I am reading books on logic, and I got an impression that the main Gödel's technical results necesary for his incompleteness theorems can be formulated (but apparently not proved, only formulated) without mentioning of recursive functions. In particular, in Takeuti's book Proposition 10.9 (which in my opinion is proved very vaguely) can be more or less easily proved with the help of the following two propositions (which I believe can be attributed to Gödel):
Theorem 1. Assuming consistency of PA, for each theory $\mathcal S$ with a given numeration $\ulcorner \cdot \urcorner$ of its Gentzen trees, there exists a formula in PA, that defines a predicate symbol $\operatorname{Prf}$ of arity 2 with the following two rpoperties:
(i) for each formula $\varphi$ in $\mathcal S$ and for each Gentzen tree ${\mathcal K}$ in $\mathcal S$ the formula $$ \operatorname{Prf}(\ulcorner {\mathcal K} \urcorner,\ulcorner \varphi \urcorner) $$ is deducible in PA if and only if the Gentzen tree ${\mathcal K}$ is a deduction of the formula $\varphi$ (or what is the same, of the sequent $\vdash\varphi$) in $\mathcal S$,
(ii) each Gentzen tree $\mathcal K$ (of metaformulas) in LK with the language of $\mathcal S$, that expresses deducibility of the metaformula $\psi$ from some metaformulas $\varphi_1$,...,$\varphi_n$ (i.e. a Gentzen tree with $n$ vetrtexes $\vdash\varphi_1$,...,$\vdash\varphi_n$, and perhaps with other vertexes which are axioms of the theory LK with this language, i.e. which have the form $\alpha\vdash\alpha$, and with the root $\vdash\psi$), $$ {\mathcal K}\ : \quad \frac{\frac{\vdash\varphi_1}{\dots}\quad ...\quad \frac{\vdash\varphi_n}{\dots}\quad ...}{\vdash\psi}, $$ generates a formula in PA, that defines an adjoined functional symbol $F_{\mathcal K}$ of arity $n$, such that for each values of the metavariables in $\varphi_1$,...,$\varphi_n$ and in $\psi$ the following sequent is deducible in PA: $$ \operatorname{Prf}(y_1,\ulcorner \varphi_1 \urcorner),...,\operatorname{Prf}(y_n,\ulcorner \varphi_n \urcorner) \vdash \operatorname{Prf}(F_{\mathcal K}(y_1,...,y_n),\ulcorner \psi \urcorner) $$ (in other words, if with the given values of metavariables in $\varphi_1$,...,$\varphi_n$ and in $\psi$ the objects $y_1,...,y_n$ are Gödel numbers of the deductions for the formulas $\varphi_1$,...,$\varphi_n$, then $F_{\mathcal K}(y_1,...,y_n)$ is the Gödel number of the deduction of the formula $\psi$).
And
Theorem 2. Suppose $\mathcal S$ is a theory with a given numeration $\ulcorner \cdot \urcorner$ of Gentzen trees, and at the same time $\mathcal S$ interprets the Peano arithmetics PA. Then there exists a formula in $\mathcal S$ that defines an adjoined functional symbol $\operatorname{Ded}$ of arity 1, such that in $\mathcal S$ the following sequent is deducible: $$ \operatorname{Prf}_{\mathcal S}(y,\ulcorner \varphi \urcorner)\vdash \operatorname{Prf}_{\mathcal S}(\operatorname{Ded}(y),\ulcorner \operatorname{Prf}_{\mathcal S}(y,\ulcorner \varphi \urcorner)\urcorner) $$ (in other words, if $y$ is the Gödel number of a deduction of the formula $\varphi$, then $\operatorname{Ded}(y)$ is the Gödel nuber of a deduction of the formula $\operatorname{Prf}_{\mathcal S}(y,\ulcorner \varphi \urcorner)$).

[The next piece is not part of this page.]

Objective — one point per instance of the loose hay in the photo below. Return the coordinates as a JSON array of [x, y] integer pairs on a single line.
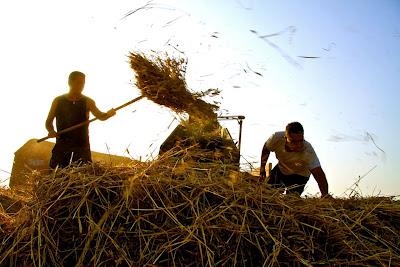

I hope, everything is more or less clear. By metavariables I mean the symbols of some new alphabet, which does not intersect with the alphabet of $\mathcal S$, and the metaformulas are defined as sequences of symboles composed from usual formulas in $\mathcal S$ and from metavariables, which are suposed to be places for new formulas (and can be replaced by usual formulas). Also $\operatorname{Prf}_{\mathcal S}(y,x)$ means the translation in $\mathcal S$ of the formula $\operatorname{Prf}(y,x)$ in PA.
My question is
if there exist a text which can be used as a reference for these two propositions?
As I wrote, I am interested in this because I think that there are simpler (than in Takeuti's book or in Mendelson's book) schemes of proving Gödel's incompleteness theorems. If we state these two theorems then the rest of the proof becomes more or less simple, that is why I believe that there must be texts on logic where these two propositions are mentioned (maybe in a different form, but anyway with this translation into the language of sequent calculus). I would be grateful if somebody could give such references (or maybe just some advises).